Sample surveys have been used to compare the social attitudes (*y*) of
men and women. But whether a person agrees or refuses to answer the
question (*z=1* or *0*) is itself a statement of attitude. What should
we do about non-response in such surveys?

We look at models for the joint distribution of *y* and *z* --- *f* is
the model if the data are ''missing at random'' and *g* is the
''true'' model. We can explore how bias in the mean of *y* depends on
the ''distance'' between *f* and *g*. Plotting contours of *\hat{\mu}*
for given values of interpretable functions of this ''distance'' can
be a useful sensitivity analysis, the conventional confidence
ellipsoid giving a benchmark for comparison.

Thursday 12 July 1.30 pm, Balmer 313

A recent study has claimed that offenders sent to prison are less likely to re-offend than those given non-custodial sentences. Hence the slogan ''Prison Works''. But differences between the subjects who are given the different sentences can only be partially explained by observed covariates. Sentences are decided by judges, not by randomization. How do we allow for hidden confounders?

The model in Seminar 3 is extended to a counter-factual model in which
*z* labels the categories being compared. A randomized experiment
corresponds to *y* and *z* being conditionally independent given the
values of covariates. A sensitivity analysis suggests a much more
cautious interpretation of the prison study.

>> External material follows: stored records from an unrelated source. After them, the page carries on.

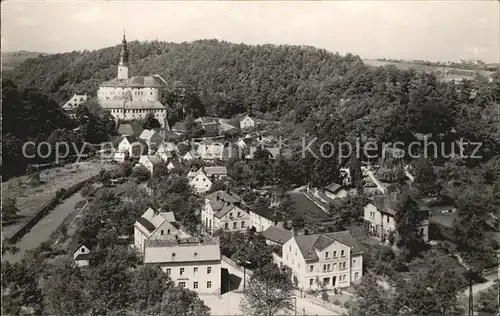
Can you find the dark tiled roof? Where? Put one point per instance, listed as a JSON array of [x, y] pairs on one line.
[[277, 235], [267, 213], [333, 187], [147, 224], [137, 81], [83, 256], [309, 243]]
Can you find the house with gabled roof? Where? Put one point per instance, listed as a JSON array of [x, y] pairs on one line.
[[154, 225], [191, 262], [380, 218], [224, 210], [276, 235], [261, 218], [129, 147], [167, 150], [150, 162], [129, 129], [152, 138], [82, 255], [323, 261]]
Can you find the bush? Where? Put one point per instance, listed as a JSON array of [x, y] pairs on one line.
[[87, 190]]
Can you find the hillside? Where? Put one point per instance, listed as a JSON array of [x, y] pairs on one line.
[[445, 73], [13, 59]]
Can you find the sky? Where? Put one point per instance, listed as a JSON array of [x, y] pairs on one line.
[[425, 30]]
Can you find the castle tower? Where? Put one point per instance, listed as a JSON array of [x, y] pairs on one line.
[[123, 65]]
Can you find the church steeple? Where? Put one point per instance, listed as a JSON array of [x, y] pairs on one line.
[[123, 65]]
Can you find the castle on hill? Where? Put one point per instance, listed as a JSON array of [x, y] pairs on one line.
[[131, 98]]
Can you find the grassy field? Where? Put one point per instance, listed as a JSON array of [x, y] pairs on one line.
[[29, 198]]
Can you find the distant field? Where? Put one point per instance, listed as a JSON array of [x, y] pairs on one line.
[[29, 198], [449, 73], [13, 59]]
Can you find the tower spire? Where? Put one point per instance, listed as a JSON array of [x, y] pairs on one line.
[[124, 52]]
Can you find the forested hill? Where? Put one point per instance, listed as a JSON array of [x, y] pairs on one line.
[[328, 94], [257, 78]]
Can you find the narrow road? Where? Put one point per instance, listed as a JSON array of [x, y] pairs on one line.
[[44, 228]]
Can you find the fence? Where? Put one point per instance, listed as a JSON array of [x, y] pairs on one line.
[[47, 207]]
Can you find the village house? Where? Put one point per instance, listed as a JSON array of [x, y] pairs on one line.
[[223, 210], [193, 263], [73, 103], [380, 222], [215, 173], [132, 98], [200, 182], [151, 138], [167, 150], [243, 121], [323, 261], [190, 155], [244, 142], [261, 218], [129, 147], [130, 129], [209, 150], [335, 191], [150, 162], [154, 225], [81, 256]]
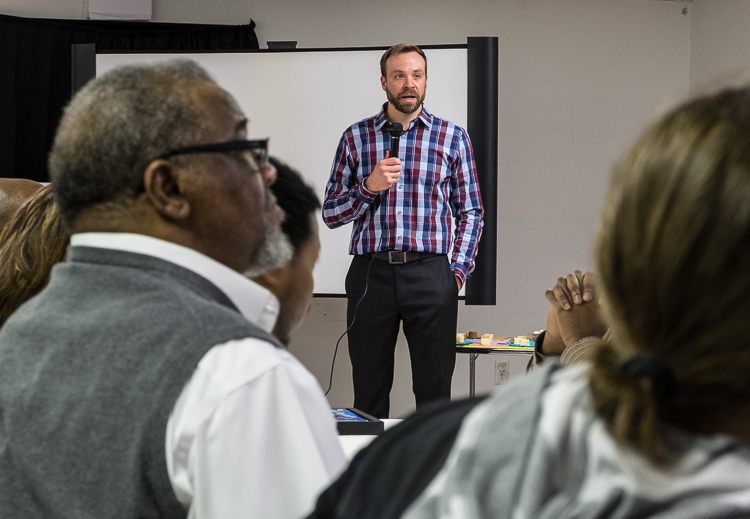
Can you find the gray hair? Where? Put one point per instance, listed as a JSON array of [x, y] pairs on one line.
[[116, 125]]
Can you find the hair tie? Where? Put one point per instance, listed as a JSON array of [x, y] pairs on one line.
[[662, 379]]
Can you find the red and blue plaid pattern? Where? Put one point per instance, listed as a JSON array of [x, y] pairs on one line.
[[438, 180]]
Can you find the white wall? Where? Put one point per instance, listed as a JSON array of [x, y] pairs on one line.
[[719, 40], [578, 80]]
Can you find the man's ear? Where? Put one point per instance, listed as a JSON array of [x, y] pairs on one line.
[[162, 183], [274, 280]]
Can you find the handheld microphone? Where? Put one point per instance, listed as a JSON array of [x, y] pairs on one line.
[[395, 129]]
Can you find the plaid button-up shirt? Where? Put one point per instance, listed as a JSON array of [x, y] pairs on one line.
[[438, 181]]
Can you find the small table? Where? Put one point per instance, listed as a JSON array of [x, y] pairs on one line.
[[474, 350]]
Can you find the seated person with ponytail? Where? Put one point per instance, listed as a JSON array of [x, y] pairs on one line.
[[657, 423]]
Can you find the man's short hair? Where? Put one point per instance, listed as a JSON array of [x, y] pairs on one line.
[[298, 200], [116, 125], [401, 48]]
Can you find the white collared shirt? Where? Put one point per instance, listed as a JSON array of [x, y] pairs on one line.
[[251, 434]]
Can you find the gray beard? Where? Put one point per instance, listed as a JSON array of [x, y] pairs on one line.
[[276, 249], [275, 252]]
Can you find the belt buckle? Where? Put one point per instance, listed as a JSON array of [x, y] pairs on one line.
[[395, 261]]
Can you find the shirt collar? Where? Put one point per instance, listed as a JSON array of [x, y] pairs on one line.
[[255, 303], [425, 116]]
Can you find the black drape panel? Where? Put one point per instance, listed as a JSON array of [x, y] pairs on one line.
[[35, 73]]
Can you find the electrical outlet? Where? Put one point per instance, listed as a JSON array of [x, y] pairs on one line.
[[501, 373]]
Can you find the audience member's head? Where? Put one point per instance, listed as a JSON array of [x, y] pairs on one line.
[[293, 282], [14, 192], [134, 153], [674, 263], [30, 244]]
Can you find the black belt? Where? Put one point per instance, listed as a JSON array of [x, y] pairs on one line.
[[398, 257]]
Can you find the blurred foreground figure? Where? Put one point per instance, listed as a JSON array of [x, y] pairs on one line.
[[33, 240], [657, 424], [143, 380], [13, 193]]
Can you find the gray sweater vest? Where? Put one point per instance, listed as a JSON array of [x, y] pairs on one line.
[[90, 370]]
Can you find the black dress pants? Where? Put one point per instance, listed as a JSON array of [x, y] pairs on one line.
[[424, 296]]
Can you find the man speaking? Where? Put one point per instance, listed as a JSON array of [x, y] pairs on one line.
[[398, 177]]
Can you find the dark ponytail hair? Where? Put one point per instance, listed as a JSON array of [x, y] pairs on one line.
[[673, 257]]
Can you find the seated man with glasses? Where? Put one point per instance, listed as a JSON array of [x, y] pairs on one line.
[[143, 381]]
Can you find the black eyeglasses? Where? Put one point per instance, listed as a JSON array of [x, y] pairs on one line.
[[259, 149]]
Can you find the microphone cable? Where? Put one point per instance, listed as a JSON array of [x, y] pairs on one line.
[[354, 318]]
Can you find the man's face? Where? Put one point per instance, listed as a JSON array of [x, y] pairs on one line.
[[231, 208], [293, 285], [405, 82]]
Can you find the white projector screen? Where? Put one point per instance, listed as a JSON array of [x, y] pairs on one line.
[[304, 100]]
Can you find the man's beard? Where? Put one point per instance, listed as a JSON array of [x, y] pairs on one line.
[[403, 107], [276, 250]]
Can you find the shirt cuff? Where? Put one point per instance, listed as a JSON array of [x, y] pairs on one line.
[[538, 357], [458, 272], [366, 193]]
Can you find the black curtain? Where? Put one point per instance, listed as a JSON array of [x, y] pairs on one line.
[[35, 73]]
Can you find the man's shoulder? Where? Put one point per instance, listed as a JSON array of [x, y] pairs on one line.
[[442, 125]]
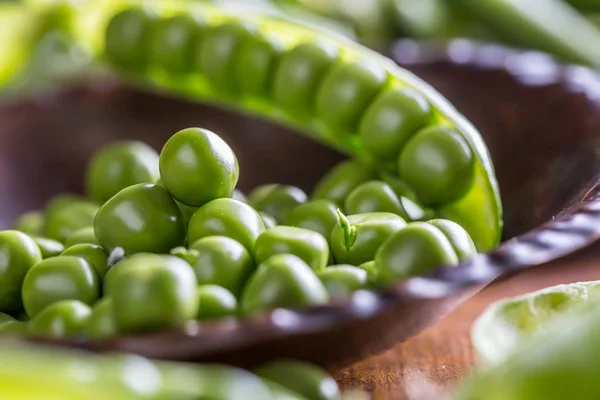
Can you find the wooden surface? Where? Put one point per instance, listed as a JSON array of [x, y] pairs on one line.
[[429, 364]]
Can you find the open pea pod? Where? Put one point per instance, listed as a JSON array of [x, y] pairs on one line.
[[507, 323]]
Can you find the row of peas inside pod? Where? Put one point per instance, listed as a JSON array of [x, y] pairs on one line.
[[161, 240]]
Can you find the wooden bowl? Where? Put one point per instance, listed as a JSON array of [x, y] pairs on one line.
[[540, 120]]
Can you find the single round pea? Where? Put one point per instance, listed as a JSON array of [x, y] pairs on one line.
[[317, 215], [120, 165], [341, 180], [283, 280], [438, 163], [173, 40], [151, 292], [93, 254], [216, 57], [347, 90], [255, 63], [342, 280], [60, 320], [101, 322], [226, 217], [59, 278], [308, 245], [374, 196], [83, 235], [222, 261], [356, 238], [18, 253], [215, 302], [197, 166], [69, 218], [31, 223], [413, 251], [276, 200], [140, 218], [391, 119], [125, 42], [48, 247], [299, 73], [303, 378]]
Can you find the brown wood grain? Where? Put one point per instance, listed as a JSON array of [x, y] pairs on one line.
[[429, 364]]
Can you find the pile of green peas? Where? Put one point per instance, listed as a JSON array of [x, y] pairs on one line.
[[164, 239]]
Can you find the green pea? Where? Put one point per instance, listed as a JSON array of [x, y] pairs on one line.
[[413, 251], [317, 215], [342, 280], [255, 63], [31, 223], [391, 119], [276, 200], [101, 322], [151, 292], [226, 217], [83, 235], [374, 196], [125, 37], [215, 302], [67, 219], [282, 281], [303, 378], [338, 183], [459, 238], [93, 254], [173, 41], [347, 90], [63, 319], [216, 58], [48, 247], [140, 218], [299, 73], [120, 165], [59, 278], [18, 253], [197, 166], [356, 238], [438, 163], [308, 245], [222, 261]]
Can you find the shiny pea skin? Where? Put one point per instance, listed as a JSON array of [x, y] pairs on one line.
[[215, 302], [197, 166], [63, 319], [222, 261], [341, 180], [374, 196], [347, 90], [310, 246], [18, 253], [59, 278], [140, 218], [342, 280], [93, 254], [393, 117], [48, 247], [413, 251], [284, 280], [276, 200], [303, 378], [299, 73], [120, 165], [438, 164], [317, 215], [226, 217], [151, 291]]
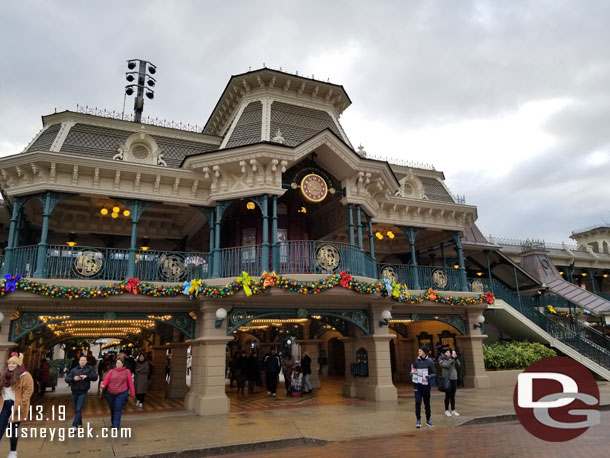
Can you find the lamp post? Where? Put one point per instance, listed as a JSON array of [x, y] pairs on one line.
[[144, 83]]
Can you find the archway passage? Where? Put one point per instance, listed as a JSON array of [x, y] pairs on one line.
[[293, 333], [59, 337]]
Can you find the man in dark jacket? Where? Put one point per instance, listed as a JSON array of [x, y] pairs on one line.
[[422, 371], [272, 365], [79, 379]]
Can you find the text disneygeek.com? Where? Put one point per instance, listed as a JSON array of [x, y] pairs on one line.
[[61, 433]]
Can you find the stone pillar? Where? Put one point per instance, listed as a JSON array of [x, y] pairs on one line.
[[177, 382], [312, 348], [207, 393], [471, 348], [158, 382]]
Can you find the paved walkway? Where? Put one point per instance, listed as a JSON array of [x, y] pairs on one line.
[[156, 433]]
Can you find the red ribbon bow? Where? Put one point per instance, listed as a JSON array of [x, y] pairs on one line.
[[345, 279], [132, 285]]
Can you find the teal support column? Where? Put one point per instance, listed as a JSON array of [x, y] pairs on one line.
[[265, 252], [216, 266], [41, 258], [373, 273], [411, 234], [489, 279], [359, 226], [592, 277], [275, 249], [135, 218], [12, 236], [351, 224], [462, 270]]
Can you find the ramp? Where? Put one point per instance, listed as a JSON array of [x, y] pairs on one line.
[[540, 267], [507, 317]]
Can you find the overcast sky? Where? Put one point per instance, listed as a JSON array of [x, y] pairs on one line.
[[509, 98]]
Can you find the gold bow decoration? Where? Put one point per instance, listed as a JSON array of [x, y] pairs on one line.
[[269, 279], [245, 280]]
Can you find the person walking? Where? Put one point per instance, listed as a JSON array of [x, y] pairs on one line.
[[16, 393], [422, 371], [242, 369], [287, 367], [142, 379], [450, 363], [296, 381], [252, 371], [44, 371], [120, 386], [272, 365], [306, 367], [79, 379]]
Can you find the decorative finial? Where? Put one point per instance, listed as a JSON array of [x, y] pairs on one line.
[[278, 137]]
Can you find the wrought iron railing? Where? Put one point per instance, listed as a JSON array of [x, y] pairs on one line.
[[574, 334], [313, 257], [87, 262], [442, 278], [171, 266], [23, 260]]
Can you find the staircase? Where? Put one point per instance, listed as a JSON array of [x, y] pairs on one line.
[[580, 342]]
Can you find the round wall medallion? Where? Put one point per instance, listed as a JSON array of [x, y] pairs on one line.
[[477, 286], [314, 188], [390, 273], [439, 278], [172, 266], [328, 258], [88, 263]]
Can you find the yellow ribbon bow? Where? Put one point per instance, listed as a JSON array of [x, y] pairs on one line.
[[245, 281], [195, 287], [268, 279]]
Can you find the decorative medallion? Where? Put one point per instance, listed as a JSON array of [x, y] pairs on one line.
[[88, 263], [172, 267], [328, 258], [477, 286], [314, 188], [439, 278], [390, 273]]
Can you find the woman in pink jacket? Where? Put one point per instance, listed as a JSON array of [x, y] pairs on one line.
[[119, 385]]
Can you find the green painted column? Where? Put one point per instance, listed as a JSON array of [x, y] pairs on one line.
[[135, 218], [18, 203], [41, 258], [411, 234], [462, 270], [275, 249], [351, 224], [359, 227], [265, 248]]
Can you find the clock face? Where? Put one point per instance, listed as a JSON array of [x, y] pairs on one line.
[[314, 188]]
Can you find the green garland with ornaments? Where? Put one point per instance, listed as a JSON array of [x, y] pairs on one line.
[[251, 286]]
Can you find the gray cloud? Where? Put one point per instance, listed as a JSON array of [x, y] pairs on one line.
[[406, 64]]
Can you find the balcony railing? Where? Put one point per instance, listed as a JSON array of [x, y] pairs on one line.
[[441, 278]]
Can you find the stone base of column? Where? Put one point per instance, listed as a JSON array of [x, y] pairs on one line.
[[208, 405]]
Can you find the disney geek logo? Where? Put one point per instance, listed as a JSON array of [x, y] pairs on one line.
[[556, 399]]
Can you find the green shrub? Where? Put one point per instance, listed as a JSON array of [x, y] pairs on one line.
[[514, 355]]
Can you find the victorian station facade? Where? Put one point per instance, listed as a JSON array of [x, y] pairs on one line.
[[267, 228]]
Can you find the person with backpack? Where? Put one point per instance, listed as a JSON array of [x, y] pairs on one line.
[[449, 363], [79, 378], [119, 386]]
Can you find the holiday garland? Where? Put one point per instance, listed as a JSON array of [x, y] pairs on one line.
[[251, 286]]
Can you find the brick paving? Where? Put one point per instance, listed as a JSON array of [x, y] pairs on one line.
[[498, 440]]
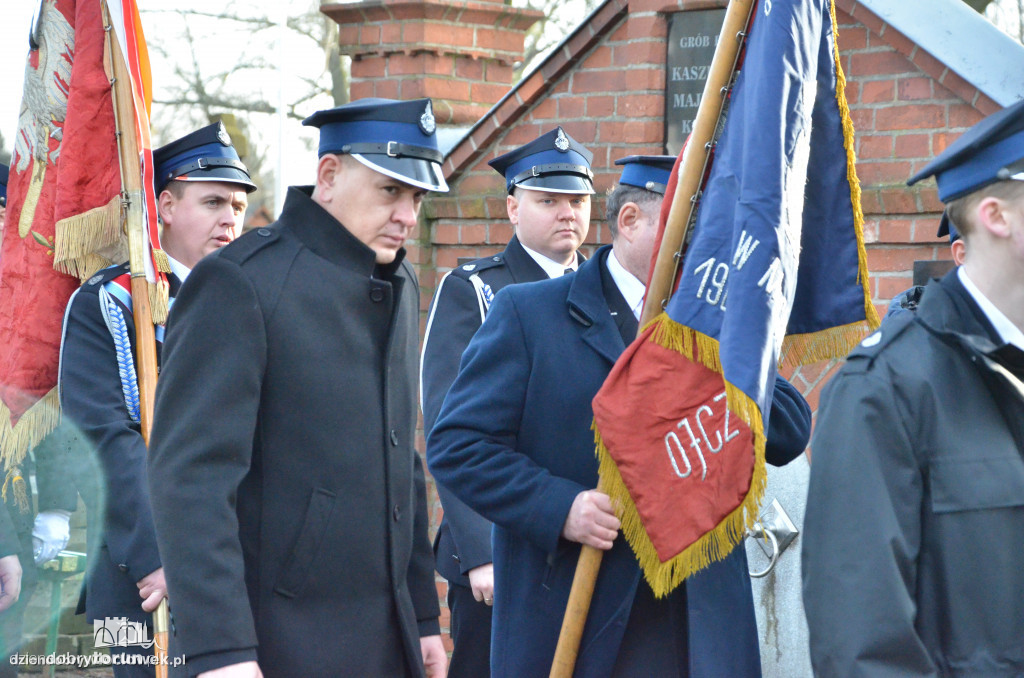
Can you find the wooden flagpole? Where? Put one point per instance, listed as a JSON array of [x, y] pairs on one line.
[[691, 171], [132, 199]]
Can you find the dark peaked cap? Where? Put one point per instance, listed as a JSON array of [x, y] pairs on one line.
[[553, 162], [991, 151], [395, 138], [206, 155], [648, 172]]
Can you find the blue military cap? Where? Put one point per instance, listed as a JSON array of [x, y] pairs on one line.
[[553, 162], [395, 138], [206, 155], [991, 151], [650, 172]]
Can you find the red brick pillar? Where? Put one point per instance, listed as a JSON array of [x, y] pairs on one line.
[[461, 54]]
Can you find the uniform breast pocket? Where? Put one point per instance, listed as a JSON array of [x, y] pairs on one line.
[[295, 575], [975, 484]]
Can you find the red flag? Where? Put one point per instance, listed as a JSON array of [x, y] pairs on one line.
[[681, 420], [64, 214]]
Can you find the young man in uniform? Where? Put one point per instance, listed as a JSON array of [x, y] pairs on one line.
[[288, 496], [201, 187], [513, 440], [911, 558], [549, 183]]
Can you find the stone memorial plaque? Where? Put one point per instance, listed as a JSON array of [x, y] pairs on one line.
[[692, 38]]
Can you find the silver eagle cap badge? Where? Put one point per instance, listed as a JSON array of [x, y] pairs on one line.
[[561, 141]]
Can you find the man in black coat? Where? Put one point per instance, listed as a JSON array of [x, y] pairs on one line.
[[911, 558], [289, 499], [201, 186], [549, 182]]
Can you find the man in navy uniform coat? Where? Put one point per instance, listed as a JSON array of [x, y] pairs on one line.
[[201, 187], [911, 558], [549, 182], [289, 499], [513, 440]]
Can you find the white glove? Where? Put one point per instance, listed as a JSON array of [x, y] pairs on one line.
[[50, 534]]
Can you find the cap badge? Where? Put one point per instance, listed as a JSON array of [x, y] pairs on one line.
[[561, 141], [427, 122], [222, 135]]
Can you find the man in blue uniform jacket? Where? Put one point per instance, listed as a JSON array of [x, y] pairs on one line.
[[549, 182], [513, 440], [911, 558], [289, 499], [201, 185]]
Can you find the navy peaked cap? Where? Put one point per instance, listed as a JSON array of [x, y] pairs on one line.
[[553, 162], [206, 155], [395, 138], [991, 151], [650, 172]]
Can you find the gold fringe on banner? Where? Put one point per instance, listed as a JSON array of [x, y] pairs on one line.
[[160, 259], [34, 425], [719, 542], [851, 174], [159, 301], [79, 239], [815, 346]]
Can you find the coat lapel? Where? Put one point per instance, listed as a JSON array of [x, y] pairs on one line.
[[589, 308]]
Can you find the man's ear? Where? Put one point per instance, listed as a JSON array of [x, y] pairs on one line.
[[329, 168], [165, 206], [990, 214], [629, 220], [958, 249], [512, 207]]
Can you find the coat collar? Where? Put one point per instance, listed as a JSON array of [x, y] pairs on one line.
[[949, 312], [589, 308], [328, 238]]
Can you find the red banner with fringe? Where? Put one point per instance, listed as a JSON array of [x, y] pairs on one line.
[[64, 209], [680, 421]]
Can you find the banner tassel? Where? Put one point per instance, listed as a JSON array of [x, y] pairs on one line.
[[870, 313]]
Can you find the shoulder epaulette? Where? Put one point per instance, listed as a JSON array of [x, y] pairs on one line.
[[467, 269], [872, 344], [107, 274]]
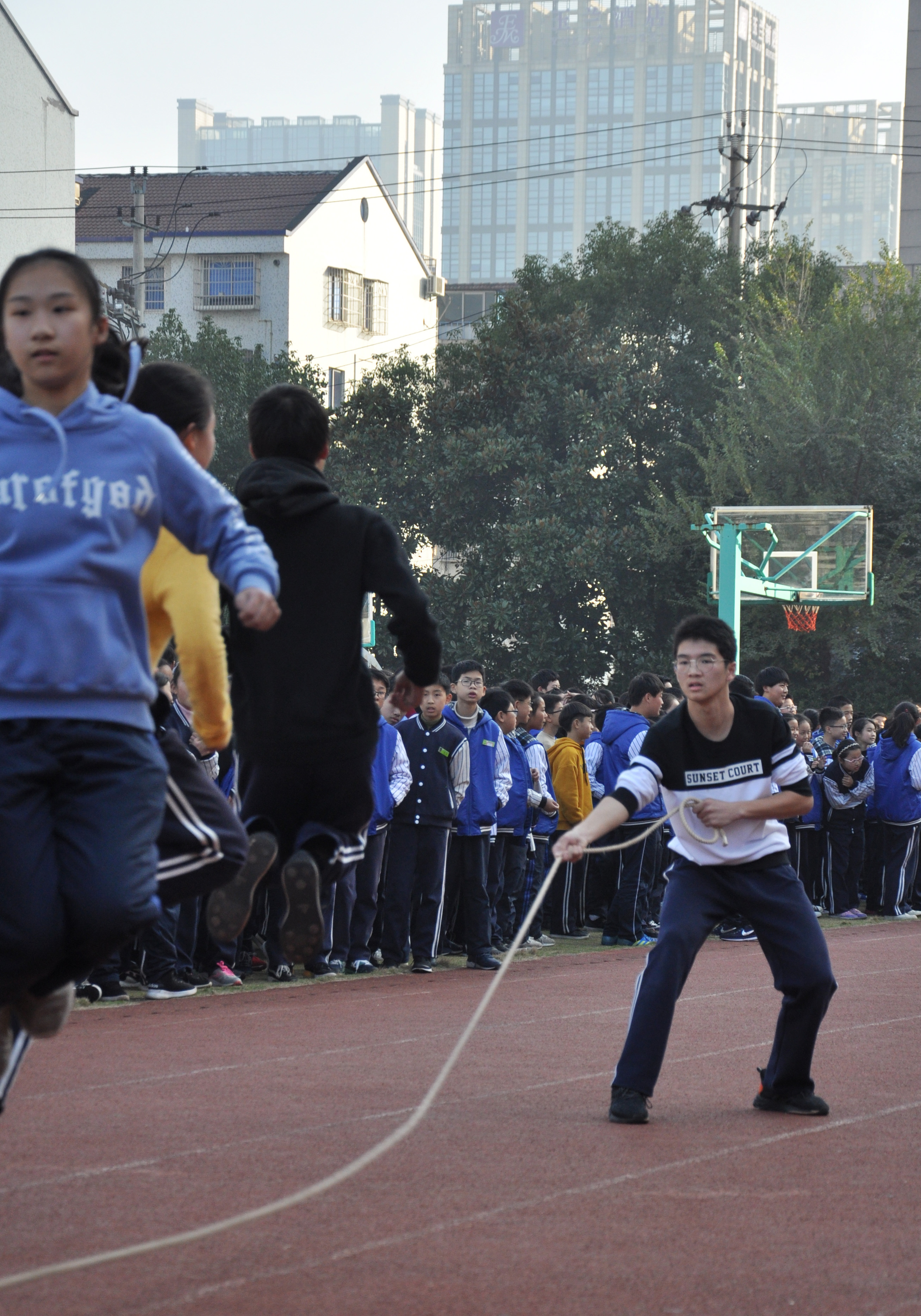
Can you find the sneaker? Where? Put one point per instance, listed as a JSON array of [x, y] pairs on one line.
[[44, 1016], [485, 963], [739, 935], [790, 1103], [628, 1106], [224, 977], [193, 977], [302, 931], [229, 907], [169, 988]]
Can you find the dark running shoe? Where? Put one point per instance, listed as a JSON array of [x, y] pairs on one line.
[[229, 907], [302, 931], [485, 963], [789, 1103], [628, 1106]]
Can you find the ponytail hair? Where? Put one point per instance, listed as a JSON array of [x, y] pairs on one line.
[[903, 723], [111, 364]]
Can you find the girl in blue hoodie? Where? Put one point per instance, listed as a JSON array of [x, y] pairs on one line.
[[86, 483]]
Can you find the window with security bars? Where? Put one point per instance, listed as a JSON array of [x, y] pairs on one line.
[[227, 282]]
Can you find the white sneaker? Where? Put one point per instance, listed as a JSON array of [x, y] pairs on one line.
[[44, 1016]]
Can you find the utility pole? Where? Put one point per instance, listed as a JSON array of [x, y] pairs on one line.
[[737, 161], [139, 198]]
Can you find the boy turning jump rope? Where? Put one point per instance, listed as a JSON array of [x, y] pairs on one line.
[[727, 753]]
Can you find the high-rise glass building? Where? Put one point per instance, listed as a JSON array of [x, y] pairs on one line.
[[841, 166], [560, 114]]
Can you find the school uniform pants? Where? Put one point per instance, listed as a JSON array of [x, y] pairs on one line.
[[873, 865], [508, 910], [81, 806], [697, 899], [901, 863], [202, 843], [415, 898], [465, 891], [495, 876], [844, 860], [368, 882], [637, 870], [567, 894]]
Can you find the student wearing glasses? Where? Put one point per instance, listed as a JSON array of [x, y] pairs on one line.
[[728, 753]]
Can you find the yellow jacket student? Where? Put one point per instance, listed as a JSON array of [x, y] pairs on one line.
[[570, 782]]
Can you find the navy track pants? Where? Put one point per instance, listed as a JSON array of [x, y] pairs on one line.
[[697, 899]]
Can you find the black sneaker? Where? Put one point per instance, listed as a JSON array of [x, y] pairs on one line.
[[628, 1106], [483, 963], [302, 931], [789, 1103], [229, 907], [170, 988]]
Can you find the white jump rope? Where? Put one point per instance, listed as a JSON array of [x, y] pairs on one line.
[[399, 1135]]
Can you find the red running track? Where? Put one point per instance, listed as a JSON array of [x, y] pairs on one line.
[[516, 1195]]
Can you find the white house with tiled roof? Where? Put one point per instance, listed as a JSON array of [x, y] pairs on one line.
[[36, 151], [320, 261]]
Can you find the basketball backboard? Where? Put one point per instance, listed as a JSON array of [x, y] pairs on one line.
[[796, 554]]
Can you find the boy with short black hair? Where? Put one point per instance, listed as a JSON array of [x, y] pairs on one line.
[[438, 757], [307, 723], [574, 794], [490, 782]]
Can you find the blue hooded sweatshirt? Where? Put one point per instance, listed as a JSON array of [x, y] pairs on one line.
[[82, 501], [619, 732]]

Monday 16 July 12 pm, Balmer 313

It is impossible to ''correct'' for selection bias without making untestable assumptions. Sensitivity analysis helps us understand and think about the problem, but doesn't solve it. In practice we usually end up making strong assumptions like ''missing at random'' for reasons of pragmatism rather than conviction. Is it possible to use such an assumption as a tentative model without assuming it is actually ''true''?

For missing data, we could imagine that the complete data are eventually obtained so that we can later test whether the ''missing at random'' assumption (or any other assumption about selection bias) is reasonable. A weaker interpretation of the assumption is that, {\em if} complete data were to be obtained {\em then} we would pass this test. Using the model from Seminar 3, and conditioning on an appropriate test statistic, suggests that the extra uncertainty is captured by increasing the variance of all estimators by a factor which is bounded above by two. A similar conclusion also holds for the ''hidden confounders'' setting of Seminar 4.

- Copas, J. B. and Li, H. G. (1997)
- Inference for non-random samples (with discussion).
- J. Roy. Statist. Soc. B, 59, 55-96.
- Copas, J. B. and Shi, J. Q. (2000)
- Meta analysis, funnel plots and sensitivity analysis.
- Biostatistics, 1, 247-262.
- Copas, J. B. and Shi, J. Q. (2000)
- Reanalysis of epidemiological evidence on lung cancer and passive smoking.
- British Medical Journal, 7232, 417-418.
- Copas, J. B. and Eguchi, S. (2001)
- Local sensitivity approximations for selectivity bias.
- (under revision for JRSSB)
- Copas, J. B. and Lu, G. (2001)
- Double the variance for missing data.
- (manuscript).

John Copas is currently Professor of Statistics at the University of Warwick, UK. Former editor of Applied Statistics, Vice-President of the Royal Statistical Society, Statistical Consultant to the UK Home Office, and the author of many papers in mathematical and applied statistics. His CV includes a number of discussion papers read to the Royal Statistical Society in London. His current interests include methodology for selection bias, meta analysis, risk assessment, semi-parametric inference, and models for discriminant functions.